Die Stückkosten der Verpackungssammlung konnte die ARGEV im vergangenen Jahr durch ein neues Vertragsmodell und die im Wettbewerb ermittelten neuen Entgelte um 10 % gegenüber dem Vorjahr senken. Die Stückkosten 2002 lagen damit bereits um 39 % unter dem Kostenbild von 1995 und trugen wesentlich zu den neuerlich gesenkten ARA Lizenztarifen 2003 bei. Dazu reduzierte die ARGEV zunächst mit 1. Jänner 2002 ihre ARA-Lizenztarife in einem Ausmaß von mehr als 2,3 Mio Euro und dann gleich nochmals per 1. Jänner 2003. Im laufenden Jahr 2003 wird sich die österreichische Wirtschaft allein aus dem Titel dieser neuerlichen Tarifentlastung durch die ARGEV rund 8,9 Mio Euro ersparen. Die weitere Tarifentwicklung wird hauptsächlich von der Umsetzung der DeponieVO ab 2004 und von deren Auswirkungen auf die Sammel- und Verwertungssysteme abhängen.

Deponie-Verordnung 2004: Neue Sammlung von Kunststoff- Verpackungen?
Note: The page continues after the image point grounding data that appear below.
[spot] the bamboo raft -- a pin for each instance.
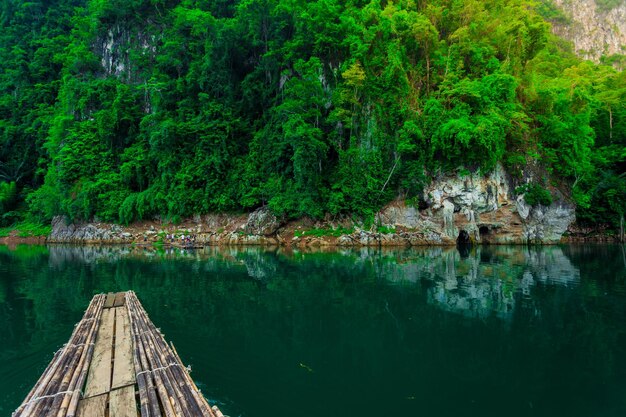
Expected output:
(116, 364)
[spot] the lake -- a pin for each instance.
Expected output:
(487, 331)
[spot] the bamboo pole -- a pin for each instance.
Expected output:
(54, 386)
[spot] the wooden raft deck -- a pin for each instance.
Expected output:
(116, 364)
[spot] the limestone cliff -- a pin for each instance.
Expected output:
(596, 27)
(476, 207)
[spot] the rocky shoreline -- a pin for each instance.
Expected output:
(472, 208)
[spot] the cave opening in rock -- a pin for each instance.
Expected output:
(463, 238)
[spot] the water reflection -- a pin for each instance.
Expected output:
(497, 328)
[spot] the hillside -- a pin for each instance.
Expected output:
(596, 27)
(130, 110)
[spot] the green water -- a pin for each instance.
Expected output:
(497, 331)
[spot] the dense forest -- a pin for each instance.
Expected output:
(125, 110)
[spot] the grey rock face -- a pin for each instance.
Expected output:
(62, 231)
(262, 222)
(593, 30)
(482, 206)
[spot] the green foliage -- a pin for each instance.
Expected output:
(172, 109)
(321, 232)
(535, 194)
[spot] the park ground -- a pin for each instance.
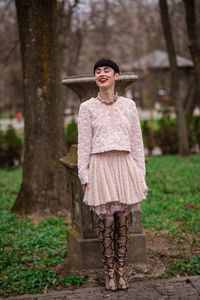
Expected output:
(34, 252)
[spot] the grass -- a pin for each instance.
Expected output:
(173, 196)
(30, 252)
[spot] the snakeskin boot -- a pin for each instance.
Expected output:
(106, 235)
(120, 240)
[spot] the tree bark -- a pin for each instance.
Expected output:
(44, 187)
(192, 10)
(181, 118)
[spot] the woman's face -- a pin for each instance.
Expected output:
(105, 77)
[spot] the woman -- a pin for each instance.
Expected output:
(111, 167)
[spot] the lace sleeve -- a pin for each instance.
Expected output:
(137, 146)
(84, 143)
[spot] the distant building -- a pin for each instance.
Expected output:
(154, 77)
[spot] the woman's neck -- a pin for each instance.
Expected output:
(107, 94)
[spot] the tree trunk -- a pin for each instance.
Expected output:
(44, 187)
(192, 10)
(182, 123)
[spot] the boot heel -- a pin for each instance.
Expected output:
(121, 239)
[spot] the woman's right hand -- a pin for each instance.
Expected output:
(86, 185)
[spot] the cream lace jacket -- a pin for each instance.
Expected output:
(104, 127)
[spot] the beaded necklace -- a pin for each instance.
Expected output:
(99, 97)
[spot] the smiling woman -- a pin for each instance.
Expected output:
(111, 167)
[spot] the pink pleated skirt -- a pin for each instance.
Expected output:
(116, 183)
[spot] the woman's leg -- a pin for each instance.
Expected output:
(120, 243)
(106, 238)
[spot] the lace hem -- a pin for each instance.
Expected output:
(111, 208)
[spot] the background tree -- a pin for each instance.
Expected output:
(192, 12)
(44, 186)
(181, 118)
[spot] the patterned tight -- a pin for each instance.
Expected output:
(111, 217)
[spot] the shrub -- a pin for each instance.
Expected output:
(10, 148)
(71, 133)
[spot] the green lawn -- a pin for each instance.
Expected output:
(30, 252)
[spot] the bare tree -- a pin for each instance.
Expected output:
(192, 10)
(182, 123)
(44, 186)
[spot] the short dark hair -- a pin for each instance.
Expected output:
(104, 62)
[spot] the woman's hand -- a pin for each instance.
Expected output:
(86, 185)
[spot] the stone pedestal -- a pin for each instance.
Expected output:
(82, 238)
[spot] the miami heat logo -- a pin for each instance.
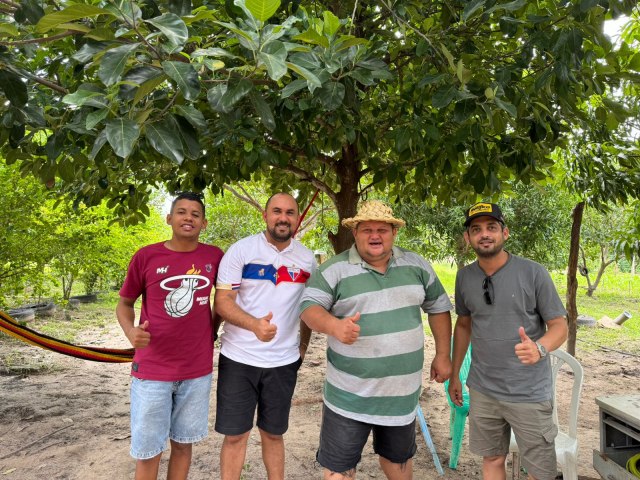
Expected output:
(181, 291)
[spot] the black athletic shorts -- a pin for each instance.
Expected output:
(242, 387)
(342, 440)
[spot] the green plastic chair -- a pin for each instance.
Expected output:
(458, 415)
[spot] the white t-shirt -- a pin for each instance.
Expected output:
(267, 280)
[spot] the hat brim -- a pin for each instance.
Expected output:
(354, 221)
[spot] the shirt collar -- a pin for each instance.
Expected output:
(355, 258)
(271, 245)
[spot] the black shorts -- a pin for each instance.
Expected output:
(242, 387)
(342, 440)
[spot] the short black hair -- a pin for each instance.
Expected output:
(193, 196)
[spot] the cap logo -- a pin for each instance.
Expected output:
(480, 208)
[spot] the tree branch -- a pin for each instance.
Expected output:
(52, 38)
(247, 198)
(307, 177)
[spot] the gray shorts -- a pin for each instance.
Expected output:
(490, 424)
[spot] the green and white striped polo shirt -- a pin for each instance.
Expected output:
(378, 378)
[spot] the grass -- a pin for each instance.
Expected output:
(616, 293)
(66, 324)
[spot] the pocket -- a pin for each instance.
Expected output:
(550, 434)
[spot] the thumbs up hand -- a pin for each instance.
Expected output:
(347, 330)
(264, 330)
(138, 336)
(526, 350)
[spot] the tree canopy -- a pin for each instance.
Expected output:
(431, 100)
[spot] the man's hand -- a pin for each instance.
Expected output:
(347, 330)
(264, 330)
(441, 368)
(455, 390)
(527, 350)
(138, 336)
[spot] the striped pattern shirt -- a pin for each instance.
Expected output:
(378, 378)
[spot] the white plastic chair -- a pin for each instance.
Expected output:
(566, 442)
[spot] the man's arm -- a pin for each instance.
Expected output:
(216, 321)
(305, 338)
(461, 338)
(346, 330)
(226, 307)
(137, 336)
(556, 334)
(440, 324)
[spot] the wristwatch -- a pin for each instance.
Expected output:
(541, 350)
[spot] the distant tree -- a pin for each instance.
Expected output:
(24, 226)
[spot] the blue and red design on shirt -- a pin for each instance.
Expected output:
(256, 271)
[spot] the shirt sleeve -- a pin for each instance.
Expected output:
(231, 268)
(548, 301)
(317, 292)
(133, 285)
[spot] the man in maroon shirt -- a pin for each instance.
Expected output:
(173, 364)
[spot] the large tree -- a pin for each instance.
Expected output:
(430, 99)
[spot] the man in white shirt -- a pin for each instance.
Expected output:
(260, 282)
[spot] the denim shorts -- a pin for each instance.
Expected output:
(162, 410)
(343, 439)
(490, 425)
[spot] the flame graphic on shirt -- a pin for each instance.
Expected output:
(179, 301)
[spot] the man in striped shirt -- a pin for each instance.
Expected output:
(368, 301)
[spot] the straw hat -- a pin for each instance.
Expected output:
(373, 211)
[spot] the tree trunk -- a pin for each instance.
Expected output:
(604, 263)
(347, 198)
(572, 280)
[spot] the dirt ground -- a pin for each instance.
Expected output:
(73, 423)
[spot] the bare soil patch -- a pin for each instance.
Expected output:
(73, 421)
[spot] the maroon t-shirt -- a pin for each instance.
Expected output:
(175, 289)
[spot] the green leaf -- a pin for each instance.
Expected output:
(292, 88)
(313, 82)
(163, 138)
(275, 64)
(312, 37)
(113, 63)
(237, 93)
(122, 135)
(263, 110)
(506, 106)
(247, 39)
(471, 8)
(94, 118)
(261, 9)
(443, 96)
(172, 27)
(509, 7)
(185, 76)
(348, 41)
(69, 14)
(14, 88)
(212, 52)
(8, 29)
(86, 97)
(634, 63)
(192, 115)
(331, 23)
(101, 139)
(147, 87)
(214, 97)
(332, 95)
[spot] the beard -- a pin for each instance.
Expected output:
(280, 237)
(490, 252)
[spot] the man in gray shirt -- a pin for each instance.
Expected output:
(509, 309)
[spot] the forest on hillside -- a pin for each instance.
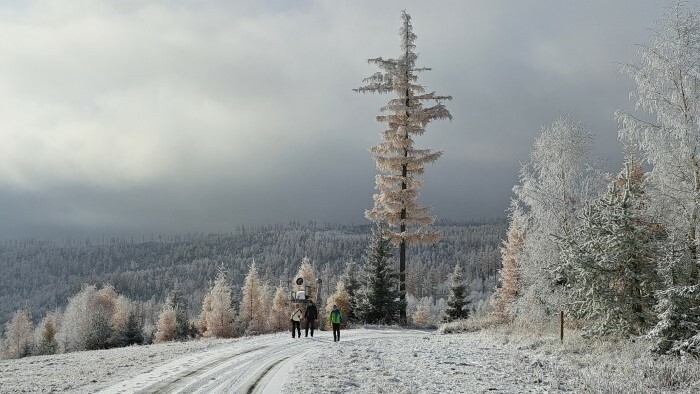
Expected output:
(43, 275)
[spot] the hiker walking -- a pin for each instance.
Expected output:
(310, 315)
(295, 319)
(335, 318)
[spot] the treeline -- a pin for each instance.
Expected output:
(618, 253)
(100, 318)
(42, 276)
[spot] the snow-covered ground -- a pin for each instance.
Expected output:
(368, 360)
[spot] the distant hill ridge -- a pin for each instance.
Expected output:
(44, 274)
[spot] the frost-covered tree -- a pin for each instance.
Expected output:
(511, 253)
(352, 281)
(279, 312)
(667, 75)
(252, 307)
(610, 261)
(133, 333)
(166, 328)
(45, 336)
(218, 309)
(76, 320)
(179, 304)
(378, 299)
(678, 328)
(457, 301)
(399, 162)
(553, 188)
(18, 334)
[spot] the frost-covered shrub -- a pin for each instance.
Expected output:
(18, 335)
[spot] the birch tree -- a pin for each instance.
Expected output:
(511, 254)
(399, 162)
(667, 75)
(218, 310)
(553, 188)
(18, 337)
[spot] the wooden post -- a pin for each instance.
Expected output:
(561, 326)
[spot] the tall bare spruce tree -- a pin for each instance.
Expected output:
(398, 161)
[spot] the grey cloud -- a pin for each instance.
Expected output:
(142, 117)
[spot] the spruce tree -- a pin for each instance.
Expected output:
(678, 329)
(398, 161)
(378, 299)
(100, 332)
(133, 335)
(457, 302)
(609, 262)
(351, 279)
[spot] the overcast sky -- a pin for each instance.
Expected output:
(138, 117)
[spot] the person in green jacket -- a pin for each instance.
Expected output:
(335, 318)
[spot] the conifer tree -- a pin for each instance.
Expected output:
(351, 280)
(610, 262)
(308, 273)
(179, 303)
(133, 334)
(166, 328)
(421, 317)
(47, 343)
(252, 309)
(378, 299)
(399, 162)
(457, 302)
(678, 329)
(667, 77)
(98, 337)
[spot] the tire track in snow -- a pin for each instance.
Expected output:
(174, 385)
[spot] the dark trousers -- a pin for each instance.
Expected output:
(311, 323)
(336, 332)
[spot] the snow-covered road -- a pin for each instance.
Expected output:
(260, 365)
(368, 360)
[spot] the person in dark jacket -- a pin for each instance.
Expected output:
(311, 314)
(335, 318)
(295, 319)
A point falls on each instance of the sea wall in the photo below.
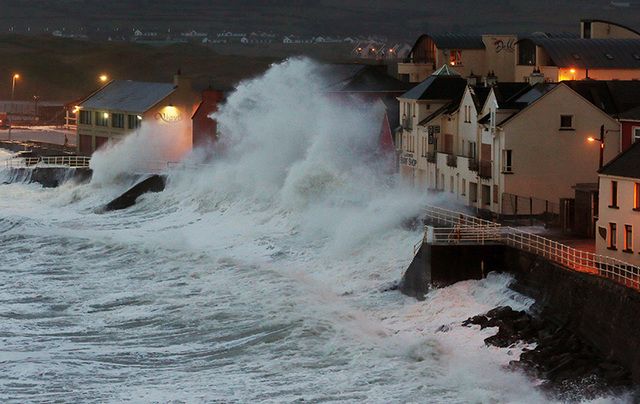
(48, 177)
(600, 311)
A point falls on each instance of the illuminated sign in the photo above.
(169, 114)
(408, 160)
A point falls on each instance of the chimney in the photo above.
(212, 96)
(181, 81)
(472, 80)
(536, 77)
(491, 79)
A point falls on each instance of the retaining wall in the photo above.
(603, 313)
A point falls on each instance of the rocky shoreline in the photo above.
(568, 366)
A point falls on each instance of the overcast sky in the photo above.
(398, 19)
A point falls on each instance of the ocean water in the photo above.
(258, 275)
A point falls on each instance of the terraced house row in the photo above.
(531, 143)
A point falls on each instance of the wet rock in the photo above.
(154, 183)
(569, 366)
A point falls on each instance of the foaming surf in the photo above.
(257, 275)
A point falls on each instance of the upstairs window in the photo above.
(614, 195)
(117, 120)
(134, 121)
(628, 238)
(85, 117)
(102, 118)
(507, 161)
(613, 236)
(566, 122)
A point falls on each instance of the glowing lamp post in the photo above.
(601, 140)
(14, 78)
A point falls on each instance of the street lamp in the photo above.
(15, 77)
(601, 140)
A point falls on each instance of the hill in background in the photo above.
(63, 69)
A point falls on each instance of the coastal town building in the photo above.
(122, 107)
(205, 128)
(505, 148)
(372, 84)
(618, 225)
(468, 54)
(603, 51)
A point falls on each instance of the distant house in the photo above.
(618, 225)
(630, 126)
(121, 107)
(370, 83)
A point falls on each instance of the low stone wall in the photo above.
(49, 177)
(601, 312)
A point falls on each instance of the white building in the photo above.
(618, 225)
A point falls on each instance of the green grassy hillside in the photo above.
(63, 69)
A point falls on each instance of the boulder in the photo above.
(154, 183)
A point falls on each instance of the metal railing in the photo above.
(452, 160)
(462, 228)
(473, 164)
(64, 161)
(484, 169)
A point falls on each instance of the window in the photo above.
(102, 118)
(614, 194)
(628, 238)
(117, 120)
(526, 53)
(506, 161)
(472, 150)
(455, 57)
(473, 192)
(566, 122)
(85, 117)
(134, 121)
(612, 236)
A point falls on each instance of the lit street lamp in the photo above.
(15, 77)
(601, 140)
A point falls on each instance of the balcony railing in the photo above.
(452, 160)
(485, 169)
(462, 228)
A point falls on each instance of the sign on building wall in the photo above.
(407, 159)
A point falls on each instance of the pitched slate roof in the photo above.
(631, 115)
(127, 95)
(590, 53)
(457, 41)
(625, 164)
(361, 78)
(441, 85)
(613, 96)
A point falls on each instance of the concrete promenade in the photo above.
(46, 134)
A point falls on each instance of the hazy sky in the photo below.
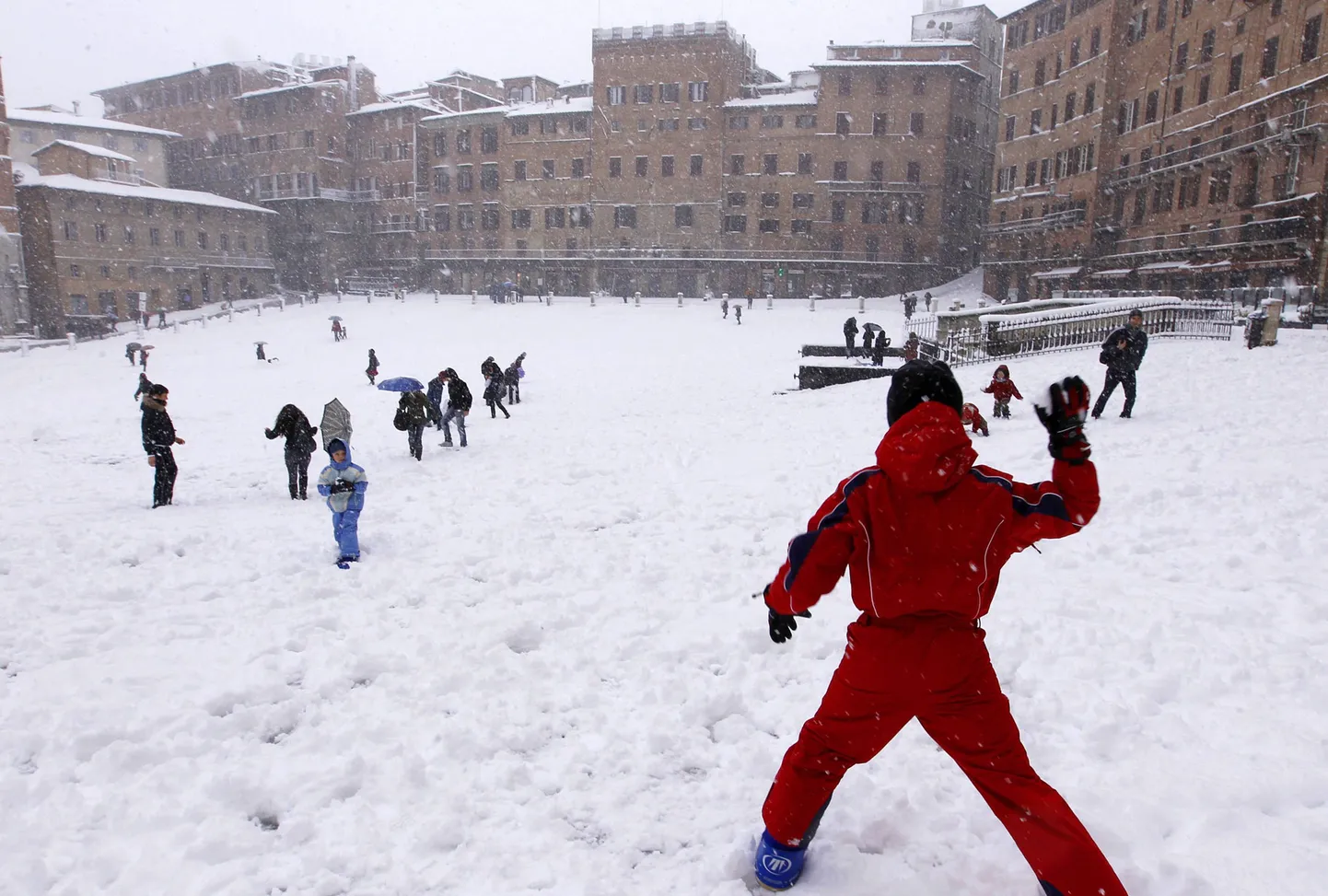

In knapp einem halben Jahr tritt mit dem Ablagerungsverbot für unbehandelte Abfälle die letzte Stufe der Deponieverordnung in Kraft. Der 1.1.2004 markiert damit einen neuen, wichtigen und richtigen Schritt in der Abfallwirtschaft in Österreich. Anlagen zur Vorbehandlung des Mülls in Müllverbrennungsanlagen (MVA) oder mechanisch-biologischen Anlagen (MBA) werden in ganz Österreich die Struktur der Restmüllbehandlung maßgeblich verändern. Diese Entwicklung wird auch die getrennte Sammlung von Leicht- und Metallverpackungen beeinflussen.

Durch die DeponieVO bietet sich die Chance, in Abstimmung mit der zuständigen Gemeinde oder dem Abfallwirtschaftsverband im Einzugsgebiet von Müllverbrennungsanlagen nur die stofflich verwertbaren Kunststoffverpackungen getrennt zu sammeln. Kleine oder verschmutzte Verpackungen dürften dann im Restmüll bleiben und würden als Brennstoff genutzt.

Dieses neue Modell macht allerdings nur dann Sinn, wenn die Sammlung und Verbrennung zusammen mit dem Restmüll kostengünstiger als die getrennte Sammlung und Verwertung der Verpackungen ist.

Die ARGEV hat sich seit einigen Jahren auf diese Herausforderungen vorbereitet und steht nun in konkreten Verhandlungen mit dem kommunalen Sektor über die Gestaltung der Verpackungssammlung 2004.